Люди, не желающие хомута на шее, будут, как и в позорные дни Верхарна и Макса Линдера, спокойными созерцателями темного подвига.
Люди воли остались в стороне. Они помнят закон гостеприимства, но лук их натянут, а чело гневается.
Чужеземец, помни страну, куда ты пришел!
Кружева холопства на баранах гостеприимства».
Маяковскому, по воспоминаниям Каменского, поведение Маринетти в Москве тоже не понравилось. Он прочел в киевской «Вечерней газете» отчет: отец итальянского футуризма назвал Кремль «нелепой штукой», спросил, на какой площади теперь рубят головы, российских футуристов назвал дикарями, Толстого — ханжой, Достоевского — истериком, а Горького — фотографом. На сообщение, что московские футуристы могут встретить его скандалом, Маринетти самодовольно ответил, что профессионально боксирует.
И вот чем, спрашивается, недовольны были все эти люди? Они точно так же вели себя на публичных выступлениях, бросали Толстого и Пушкина с парохода современности, откровенно хамили публике — а когда сами столкнулись с таким же отношением великого итальянца, надулись. Ладно Хлебников, он на выступлениях всегда был тих и почти не читал в больших залах; но эти-то все? Жизнь Маринетти складывалась по той же схеме, что и жизнь большинства русских футуристов: он восторженно приветствовал Муссолини, называл себя «беспартийным фашистом» (из партии вышел в знак протеста против заигрывания Муссолини с клерикалами), воспевал возрождение Италии. В Россию он вернулся в 1942 году в составе Итальянского экспедиционного корпуса — ему было 66 лет. Под Сталинградом он тяжело заболел, был эвакуирован на родину и в 1944 году, за полгода до падения Муссолини, умер от сердечного приступа.

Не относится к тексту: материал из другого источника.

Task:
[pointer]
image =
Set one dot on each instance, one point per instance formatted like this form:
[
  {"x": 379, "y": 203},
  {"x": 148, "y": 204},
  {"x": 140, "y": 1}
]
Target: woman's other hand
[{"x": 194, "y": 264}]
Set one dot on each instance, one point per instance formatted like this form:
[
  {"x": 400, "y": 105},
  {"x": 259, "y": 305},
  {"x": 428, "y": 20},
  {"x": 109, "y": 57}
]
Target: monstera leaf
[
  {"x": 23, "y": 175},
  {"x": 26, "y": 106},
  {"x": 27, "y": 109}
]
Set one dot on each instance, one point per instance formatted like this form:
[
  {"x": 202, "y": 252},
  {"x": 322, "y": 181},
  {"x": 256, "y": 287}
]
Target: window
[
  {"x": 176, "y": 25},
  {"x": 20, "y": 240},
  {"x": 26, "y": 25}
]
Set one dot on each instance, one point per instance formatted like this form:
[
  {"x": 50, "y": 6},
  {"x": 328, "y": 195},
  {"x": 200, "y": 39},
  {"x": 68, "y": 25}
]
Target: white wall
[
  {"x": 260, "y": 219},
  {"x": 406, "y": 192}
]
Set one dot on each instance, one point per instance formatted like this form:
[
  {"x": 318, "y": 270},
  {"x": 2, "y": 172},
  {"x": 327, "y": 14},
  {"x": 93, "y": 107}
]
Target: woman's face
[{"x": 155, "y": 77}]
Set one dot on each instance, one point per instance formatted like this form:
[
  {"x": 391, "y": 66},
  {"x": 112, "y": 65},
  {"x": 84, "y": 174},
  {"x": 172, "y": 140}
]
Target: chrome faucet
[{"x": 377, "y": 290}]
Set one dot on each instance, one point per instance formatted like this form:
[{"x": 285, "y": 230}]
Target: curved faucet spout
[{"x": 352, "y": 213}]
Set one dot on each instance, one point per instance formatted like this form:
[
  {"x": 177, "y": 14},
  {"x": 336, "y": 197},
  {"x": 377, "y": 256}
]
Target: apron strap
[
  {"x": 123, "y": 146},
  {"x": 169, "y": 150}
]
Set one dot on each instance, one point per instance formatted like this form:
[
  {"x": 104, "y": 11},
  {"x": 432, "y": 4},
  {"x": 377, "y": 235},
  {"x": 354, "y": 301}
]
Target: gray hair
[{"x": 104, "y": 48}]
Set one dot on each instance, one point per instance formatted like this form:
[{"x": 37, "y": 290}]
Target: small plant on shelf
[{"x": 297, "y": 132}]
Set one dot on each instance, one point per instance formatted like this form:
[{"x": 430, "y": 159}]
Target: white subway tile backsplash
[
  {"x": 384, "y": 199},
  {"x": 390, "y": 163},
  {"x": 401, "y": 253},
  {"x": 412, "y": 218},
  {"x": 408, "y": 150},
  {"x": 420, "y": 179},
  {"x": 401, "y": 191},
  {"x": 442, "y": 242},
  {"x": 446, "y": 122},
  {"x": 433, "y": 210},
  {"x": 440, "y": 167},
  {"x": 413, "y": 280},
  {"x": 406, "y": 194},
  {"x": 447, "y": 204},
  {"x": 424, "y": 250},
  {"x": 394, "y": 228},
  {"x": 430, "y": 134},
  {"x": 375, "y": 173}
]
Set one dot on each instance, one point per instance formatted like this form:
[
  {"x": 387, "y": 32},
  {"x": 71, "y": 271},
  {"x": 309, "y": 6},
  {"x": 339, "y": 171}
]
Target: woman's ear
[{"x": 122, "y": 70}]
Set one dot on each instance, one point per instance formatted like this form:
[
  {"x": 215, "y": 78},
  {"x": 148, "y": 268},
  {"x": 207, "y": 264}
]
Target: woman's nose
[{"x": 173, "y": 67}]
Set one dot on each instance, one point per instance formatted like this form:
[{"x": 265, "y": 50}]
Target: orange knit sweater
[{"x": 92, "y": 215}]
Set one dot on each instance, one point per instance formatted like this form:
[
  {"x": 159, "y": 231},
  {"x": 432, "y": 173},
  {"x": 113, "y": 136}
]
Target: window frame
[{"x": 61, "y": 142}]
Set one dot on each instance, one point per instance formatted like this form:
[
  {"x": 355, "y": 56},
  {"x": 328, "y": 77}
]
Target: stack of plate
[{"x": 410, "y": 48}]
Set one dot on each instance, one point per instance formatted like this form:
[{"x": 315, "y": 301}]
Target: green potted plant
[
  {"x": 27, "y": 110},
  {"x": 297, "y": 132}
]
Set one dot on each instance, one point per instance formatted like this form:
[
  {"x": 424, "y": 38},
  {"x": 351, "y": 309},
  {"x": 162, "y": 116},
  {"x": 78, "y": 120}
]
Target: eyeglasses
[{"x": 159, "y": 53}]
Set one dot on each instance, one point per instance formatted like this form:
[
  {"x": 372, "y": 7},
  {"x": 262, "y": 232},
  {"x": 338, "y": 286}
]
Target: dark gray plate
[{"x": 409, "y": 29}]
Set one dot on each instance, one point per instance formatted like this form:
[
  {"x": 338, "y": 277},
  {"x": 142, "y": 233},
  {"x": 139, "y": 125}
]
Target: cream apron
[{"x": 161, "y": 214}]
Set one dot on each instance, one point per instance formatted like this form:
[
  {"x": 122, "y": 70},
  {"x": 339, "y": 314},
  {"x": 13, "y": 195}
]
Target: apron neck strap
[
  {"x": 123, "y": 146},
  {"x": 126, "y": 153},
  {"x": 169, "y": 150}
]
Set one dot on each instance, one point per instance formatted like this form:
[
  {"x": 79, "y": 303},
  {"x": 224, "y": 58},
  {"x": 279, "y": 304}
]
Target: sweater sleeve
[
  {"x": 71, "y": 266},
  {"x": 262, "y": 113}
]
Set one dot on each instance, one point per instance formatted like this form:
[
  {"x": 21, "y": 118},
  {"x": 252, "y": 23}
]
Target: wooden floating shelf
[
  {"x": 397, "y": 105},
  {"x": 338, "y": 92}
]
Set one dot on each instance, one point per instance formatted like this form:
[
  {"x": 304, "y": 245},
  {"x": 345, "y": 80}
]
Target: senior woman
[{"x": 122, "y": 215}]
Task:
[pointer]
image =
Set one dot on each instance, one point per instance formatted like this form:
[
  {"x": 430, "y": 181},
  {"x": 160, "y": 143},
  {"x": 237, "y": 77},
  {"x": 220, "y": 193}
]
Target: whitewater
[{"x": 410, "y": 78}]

Писатель вряд ли мог противостоять соблазнам XX века, вот в чем штука; даже лучшие попадались — и, собственно, чем лучше они были, тем готовнее попадались. А те, кто не попадался, гордые одиночки, ни к кому не примыкавшие,— остались в полузабвении либо, что называется, сделались достоянием доцента. Четырнадцатый год всех развел. Именно тогда, словно предчувствуя неизбежность позорного выбора, начали гибнуть, кончать с собой без внешнего повода, именно футуристы — предвестники конца, обладавшие болезненно острым чутьем на все апокалиптическое. Иван Игнатьев в ночь после свадьбы перерезал себе горло бритвой (есть версия, что из боязни секса — был будто бы скрытый гомосексуалист). Божидар (Богдан Гордеев) повесился в лесу. Итальянские футуристы дружно впали в шовинизм. Российские, впрочем,— тоже.